The Breakneck Brook valley runs parallel to some of the faults in that area of Philipstown, along with Foundry Brook, the Hudson tributary to the immediate south. Bedrock in the valley is primarily pyroxene-rich gneiss, while nearer the mountain summits it is more anorthosite-rich granitic gneiss. The latter is especially resistant to weathering and erosion, resulting not only in the height of the peaks but the steep cliffs and slopes below them.

The faults were steepened by glacial pressures as the Wisconsin glaciers moved south. Eventually they covered the mountains completely. When they melted they left behind the soil types that still dominate the Breakneck Brook valley—glacial till in the higher elevations, and a layer of kame-like water-sorted sediments topped with till closer to the brook.

==Hydrology==

The United States Geological Survey treats Breakneck Brook and the similarly small tributaries to its north in Dutchess County as a single watershed for data purposes. DEC follows the federal lead in its own data, but classifies streams separately for regulatory purposes. Under those regulations, the entire brook and Surprise Lake are considered Class B waters, suitable for primary and secondary contact recreation, and fishing.

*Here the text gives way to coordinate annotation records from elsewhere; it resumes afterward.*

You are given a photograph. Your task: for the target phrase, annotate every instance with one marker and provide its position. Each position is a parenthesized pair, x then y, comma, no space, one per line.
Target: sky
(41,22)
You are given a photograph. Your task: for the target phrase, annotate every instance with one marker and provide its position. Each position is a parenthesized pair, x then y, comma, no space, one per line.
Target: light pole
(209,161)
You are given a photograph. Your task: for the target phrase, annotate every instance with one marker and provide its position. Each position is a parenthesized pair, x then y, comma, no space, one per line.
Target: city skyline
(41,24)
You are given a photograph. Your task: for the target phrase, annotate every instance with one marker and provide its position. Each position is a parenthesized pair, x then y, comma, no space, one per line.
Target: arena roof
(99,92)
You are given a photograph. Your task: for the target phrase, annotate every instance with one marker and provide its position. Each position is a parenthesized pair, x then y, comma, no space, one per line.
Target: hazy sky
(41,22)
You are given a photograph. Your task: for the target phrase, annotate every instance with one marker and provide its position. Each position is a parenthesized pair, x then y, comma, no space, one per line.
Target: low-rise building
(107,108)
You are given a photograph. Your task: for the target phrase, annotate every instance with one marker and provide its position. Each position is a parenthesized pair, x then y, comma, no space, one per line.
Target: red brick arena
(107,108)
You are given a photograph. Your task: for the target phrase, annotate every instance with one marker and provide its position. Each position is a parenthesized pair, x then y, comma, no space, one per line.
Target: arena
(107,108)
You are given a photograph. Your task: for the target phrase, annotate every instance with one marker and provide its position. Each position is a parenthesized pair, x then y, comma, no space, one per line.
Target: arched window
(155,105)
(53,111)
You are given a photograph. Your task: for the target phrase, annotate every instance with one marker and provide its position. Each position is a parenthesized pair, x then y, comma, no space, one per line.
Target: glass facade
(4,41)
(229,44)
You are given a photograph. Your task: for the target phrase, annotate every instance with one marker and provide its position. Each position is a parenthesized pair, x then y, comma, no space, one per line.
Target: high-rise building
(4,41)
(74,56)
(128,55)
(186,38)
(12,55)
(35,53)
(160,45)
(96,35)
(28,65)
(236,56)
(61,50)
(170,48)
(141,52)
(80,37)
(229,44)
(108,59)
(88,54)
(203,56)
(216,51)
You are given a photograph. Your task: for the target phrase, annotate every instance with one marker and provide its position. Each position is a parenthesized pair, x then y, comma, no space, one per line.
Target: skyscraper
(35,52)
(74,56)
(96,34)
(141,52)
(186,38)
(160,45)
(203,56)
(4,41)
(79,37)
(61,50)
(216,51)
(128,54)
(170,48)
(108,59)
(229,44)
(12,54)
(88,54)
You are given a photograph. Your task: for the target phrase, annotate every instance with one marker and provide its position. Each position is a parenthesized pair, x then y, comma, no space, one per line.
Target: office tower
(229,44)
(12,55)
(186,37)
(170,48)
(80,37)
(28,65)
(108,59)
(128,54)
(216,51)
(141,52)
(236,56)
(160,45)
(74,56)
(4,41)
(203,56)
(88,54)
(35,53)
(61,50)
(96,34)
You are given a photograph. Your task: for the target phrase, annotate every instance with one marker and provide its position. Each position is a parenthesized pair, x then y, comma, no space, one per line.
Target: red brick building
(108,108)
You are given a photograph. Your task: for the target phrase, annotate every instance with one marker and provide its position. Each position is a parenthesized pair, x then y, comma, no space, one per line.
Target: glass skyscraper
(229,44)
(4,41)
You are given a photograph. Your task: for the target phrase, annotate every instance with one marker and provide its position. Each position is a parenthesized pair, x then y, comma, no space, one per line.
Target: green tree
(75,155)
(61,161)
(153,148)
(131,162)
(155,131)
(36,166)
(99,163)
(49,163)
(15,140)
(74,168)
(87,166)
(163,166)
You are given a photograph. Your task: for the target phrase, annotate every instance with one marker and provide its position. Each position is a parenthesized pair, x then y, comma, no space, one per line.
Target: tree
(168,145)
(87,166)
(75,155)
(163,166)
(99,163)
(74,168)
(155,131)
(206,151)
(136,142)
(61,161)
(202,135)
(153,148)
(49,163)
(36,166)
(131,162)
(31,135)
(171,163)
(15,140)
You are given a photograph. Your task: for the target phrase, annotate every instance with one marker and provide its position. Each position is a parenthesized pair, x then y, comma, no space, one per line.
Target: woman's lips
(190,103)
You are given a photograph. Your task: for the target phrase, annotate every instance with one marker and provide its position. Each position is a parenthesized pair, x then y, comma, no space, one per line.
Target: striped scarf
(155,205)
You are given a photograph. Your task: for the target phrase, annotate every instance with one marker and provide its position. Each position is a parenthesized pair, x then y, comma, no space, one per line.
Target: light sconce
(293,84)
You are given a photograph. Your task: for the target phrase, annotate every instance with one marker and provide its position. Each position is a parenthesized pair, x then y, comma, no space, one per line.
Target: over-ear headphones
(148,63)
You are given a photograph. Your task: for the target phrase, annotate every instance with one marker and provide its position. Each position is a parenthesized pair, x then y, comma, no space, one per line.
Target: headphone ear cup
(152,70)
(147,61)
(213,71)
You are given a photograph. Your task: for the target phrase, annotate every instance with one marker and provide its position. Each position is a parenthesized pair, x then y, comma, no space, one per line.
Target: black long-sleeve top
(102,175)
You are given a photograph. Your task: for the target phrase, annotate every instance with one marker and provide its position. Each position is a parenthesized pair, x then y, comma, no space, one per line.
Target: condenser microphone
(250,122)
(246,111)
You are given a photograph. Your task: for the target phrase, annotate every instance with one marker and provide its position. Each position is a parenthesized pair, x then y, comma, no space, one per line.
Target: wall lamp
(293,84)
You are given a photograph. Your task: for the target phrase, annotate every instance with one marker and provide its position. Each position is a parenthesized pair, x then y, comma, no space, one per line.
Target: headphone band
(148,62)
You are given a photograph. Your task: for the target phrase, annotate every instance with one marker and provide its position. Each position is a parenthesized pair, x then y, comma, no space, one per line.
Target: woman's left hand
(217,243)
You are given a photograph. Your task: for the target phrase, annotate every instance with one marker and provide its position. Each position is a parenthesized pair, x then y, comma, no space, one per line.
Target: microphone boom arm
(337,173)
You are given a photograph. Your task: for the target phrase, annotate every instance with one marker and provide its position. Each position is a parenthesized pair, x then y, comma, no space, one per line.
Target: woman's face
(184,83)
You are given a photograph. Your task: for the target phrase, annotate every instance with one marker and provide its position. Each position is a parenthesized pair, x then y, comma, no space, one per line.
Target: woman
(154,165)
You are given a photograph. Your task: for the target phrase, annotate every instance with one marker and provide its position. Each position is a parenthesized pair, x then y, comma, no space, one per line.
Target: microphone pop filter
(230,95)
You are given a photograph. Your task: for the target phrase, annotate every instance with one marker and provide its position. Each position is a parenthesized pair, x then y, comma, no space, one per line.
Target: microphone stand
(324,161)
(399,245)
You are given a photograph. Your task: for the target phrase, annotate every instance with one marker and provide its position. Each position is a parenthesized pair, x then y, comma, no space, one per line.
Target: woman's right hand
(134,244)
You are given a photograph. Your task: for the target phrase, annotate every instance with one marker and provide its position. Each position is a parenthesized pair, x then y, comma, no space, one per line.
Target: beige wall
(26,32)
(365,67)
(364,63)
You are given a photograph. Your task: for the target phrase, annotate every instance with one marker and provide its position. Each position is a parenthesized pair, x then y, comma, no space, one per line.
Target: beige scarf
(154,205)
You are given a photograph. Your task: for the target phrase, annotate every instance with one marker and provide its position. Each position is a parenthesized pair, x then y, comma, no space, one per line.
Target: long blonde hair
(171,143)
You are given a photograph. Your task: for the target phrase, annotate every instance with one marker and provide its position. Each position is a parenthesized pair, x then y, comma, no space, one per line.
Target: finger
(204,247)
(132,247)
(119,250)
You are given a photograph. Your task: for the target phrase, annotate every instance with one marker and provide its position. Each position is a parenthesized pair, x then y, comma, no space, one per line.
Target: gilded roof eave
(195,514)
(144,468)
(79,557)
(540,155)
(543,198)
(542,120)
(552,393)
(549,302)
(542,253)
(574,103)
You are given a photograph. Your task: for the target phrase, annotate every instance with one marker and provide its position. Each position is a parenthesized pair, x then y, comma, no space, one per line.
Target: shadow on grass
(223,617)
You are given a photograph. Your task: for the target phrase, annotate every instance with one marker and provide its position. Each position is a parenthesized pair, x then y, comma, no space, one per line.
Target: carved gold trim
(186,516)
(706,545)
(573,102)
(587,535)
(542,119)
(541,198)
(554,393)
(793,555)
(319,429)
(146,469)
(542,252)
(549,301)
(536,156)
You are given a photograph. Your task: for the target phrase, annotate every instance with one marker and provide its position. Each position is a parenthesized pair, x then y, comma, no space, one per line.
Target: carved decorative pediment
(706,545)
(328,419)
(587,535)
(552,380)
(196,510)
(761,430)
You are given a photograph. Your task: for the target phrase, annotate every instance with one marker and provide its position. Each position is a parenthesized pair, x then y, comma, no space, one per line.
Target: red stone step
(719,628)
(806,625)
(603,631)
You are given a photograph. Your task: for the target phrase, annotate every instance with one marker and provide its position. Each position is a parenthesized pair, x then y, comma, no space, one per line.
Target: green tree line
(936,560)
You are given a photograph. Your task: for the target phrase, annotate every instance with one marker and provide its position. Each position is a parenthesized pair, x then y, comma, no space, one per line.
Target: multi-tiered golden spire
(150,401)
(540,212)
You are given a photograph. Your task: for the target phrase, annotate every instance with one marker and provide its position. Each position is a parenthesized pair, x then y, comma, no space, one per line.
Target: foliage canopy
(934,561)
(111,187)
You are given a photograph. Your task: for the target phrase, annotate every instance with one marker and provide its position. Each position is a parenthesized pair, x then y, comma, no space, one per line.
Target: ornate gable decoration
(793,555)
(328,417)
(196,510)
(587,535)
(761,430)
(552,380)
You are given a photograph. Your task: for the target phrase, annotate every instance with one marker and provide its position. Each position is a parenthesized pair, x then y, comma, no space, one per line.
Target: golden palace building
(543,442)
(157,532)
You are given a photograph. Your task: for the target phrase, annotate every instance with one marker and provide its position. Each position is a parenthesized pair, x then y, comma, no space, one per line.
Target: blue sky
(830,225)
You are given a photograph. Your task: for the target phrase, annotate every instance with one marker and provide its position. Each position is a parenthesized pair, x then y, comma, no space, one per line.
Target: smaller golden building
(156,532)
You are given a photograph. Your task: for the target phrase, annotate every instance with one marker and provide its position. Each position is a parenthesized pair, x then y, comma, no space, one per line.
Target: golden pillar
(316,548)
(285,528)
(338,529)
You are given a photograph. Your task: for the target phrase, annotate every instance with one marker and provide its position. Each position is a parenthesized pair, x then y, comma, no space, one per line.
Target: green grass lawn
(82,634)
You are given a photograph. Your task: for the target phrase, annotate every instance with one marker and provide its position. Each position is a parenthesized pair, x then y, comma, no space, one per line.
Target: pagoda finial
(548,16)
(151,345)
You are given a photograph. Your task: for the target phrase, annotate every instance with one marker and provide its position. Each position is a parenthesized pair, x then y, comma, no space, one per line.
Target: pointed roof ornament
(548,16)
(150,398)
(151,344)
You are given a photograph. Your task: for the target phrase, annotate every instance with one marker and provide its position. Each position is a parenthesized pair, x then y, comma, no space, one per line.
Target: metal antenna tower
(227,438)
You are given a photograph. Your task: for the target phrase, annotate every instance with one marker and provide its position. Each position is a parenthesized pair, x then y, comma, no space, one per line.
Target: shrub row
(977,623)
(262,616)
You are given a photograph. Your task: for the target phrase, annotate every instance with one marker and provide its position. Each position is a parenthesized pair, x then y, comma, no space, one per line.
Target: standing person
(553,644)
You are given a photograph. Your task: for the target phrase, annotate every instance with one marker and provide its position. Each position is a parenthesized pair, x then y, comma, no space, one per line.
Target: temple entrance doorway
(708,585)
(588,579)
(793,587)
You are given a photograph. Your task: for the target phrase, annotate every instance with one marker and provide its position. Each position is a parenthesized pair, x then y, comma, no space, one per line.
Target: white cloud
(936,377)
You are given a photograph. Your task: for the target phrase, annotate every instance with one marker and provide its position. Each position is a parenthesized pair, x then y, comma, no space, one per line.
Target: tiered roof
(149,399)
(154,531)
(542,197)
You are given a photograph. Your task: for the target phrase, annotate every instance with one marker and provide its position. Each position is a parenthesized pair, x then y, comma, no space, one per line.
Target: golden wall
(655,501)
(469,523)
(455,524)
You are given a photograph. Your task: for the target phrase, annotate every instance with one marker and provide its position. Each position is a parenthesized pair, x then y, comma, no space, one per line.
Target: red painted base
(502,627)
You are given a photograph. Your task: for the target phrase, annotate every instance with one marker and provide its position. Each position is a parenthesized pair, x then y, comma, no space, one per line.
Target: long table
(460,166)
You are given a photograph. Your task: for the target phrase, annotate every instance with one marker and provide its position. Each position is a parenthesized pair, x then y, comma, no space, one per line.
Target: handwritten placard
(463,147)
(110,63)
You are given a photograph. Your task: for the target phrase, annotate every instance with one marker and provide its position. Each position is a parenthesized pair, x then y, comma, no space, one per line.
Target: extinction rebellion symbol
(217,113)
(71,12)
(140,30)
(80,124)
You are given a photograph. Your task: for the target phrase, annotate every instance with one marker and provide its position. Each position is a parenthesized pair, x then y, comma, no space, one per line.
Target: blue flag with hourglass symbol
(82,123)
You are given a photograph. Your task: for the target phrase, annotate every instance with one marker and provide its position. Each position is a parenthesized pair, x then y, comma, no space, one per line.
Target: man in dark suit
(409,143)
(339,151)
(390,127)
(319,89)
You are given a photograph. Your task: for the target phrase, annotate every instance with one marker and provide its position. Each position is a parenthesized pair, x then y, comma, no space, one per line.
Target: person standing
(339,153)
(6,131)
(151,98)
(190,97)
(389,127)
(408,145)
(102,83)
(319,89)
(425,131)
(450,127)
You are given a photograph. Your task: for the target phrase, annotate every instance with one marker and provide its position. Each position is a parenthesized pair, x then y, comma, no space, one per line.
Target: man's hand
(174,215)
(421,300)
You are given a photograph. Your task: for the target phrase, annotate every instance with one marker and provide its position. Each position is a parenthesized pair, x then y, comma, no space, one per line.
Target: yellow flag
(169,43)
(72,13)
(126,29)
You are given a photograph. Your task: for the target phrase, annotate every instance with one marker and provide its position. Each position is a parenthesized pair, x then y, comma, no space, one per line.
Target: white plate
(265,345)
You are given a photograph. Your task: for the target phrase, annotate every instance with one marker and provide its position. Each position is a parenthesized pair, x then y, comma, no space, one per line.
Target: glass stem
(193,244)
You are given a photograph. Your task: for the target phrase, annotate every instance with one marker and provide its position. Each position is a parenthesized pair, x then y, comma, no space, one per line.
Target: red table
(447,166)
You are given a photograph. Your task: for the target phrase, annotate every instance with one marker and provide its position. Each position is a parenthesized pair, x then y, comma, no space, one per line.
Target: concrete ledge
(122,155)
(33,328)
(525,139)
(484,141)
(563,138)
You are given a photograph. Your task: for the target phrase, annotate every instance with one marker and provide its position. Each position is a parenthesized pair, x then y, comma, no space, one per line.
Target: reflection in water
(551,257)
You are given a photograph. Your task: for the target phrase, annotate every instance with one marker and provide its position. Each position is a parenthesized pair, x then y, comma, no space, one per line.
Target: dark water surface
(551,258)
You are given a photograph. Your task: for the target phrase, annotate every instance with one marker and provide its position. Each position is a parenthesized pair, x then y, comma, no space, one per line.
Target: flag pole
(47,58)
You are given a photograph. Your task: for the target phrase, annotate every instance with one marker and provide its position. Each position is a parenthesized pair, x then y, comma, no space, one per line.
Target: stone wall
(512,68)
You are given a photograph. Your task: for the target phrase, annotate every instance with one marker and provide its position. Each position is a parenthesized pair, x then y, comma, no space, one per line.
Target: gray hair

While Class B waters are not considered hazardous to aquatic life, it is unlikely to harbor any fish species commonly found in the river. In a 2006 paper on the role of the tributaries in shaping the river's fish population, Robert Schmidt of Simon's Rock College and DEC biologist Thomas Lake expressed doubt that any river fish ventured into tributaries like Breakneck Brook distinguished by steep drops they took just before reaching the river. "They have probably been inaccessible to Hudson River fishes since the glacial lakes filling the Hudson Valley drained," the authors wrote.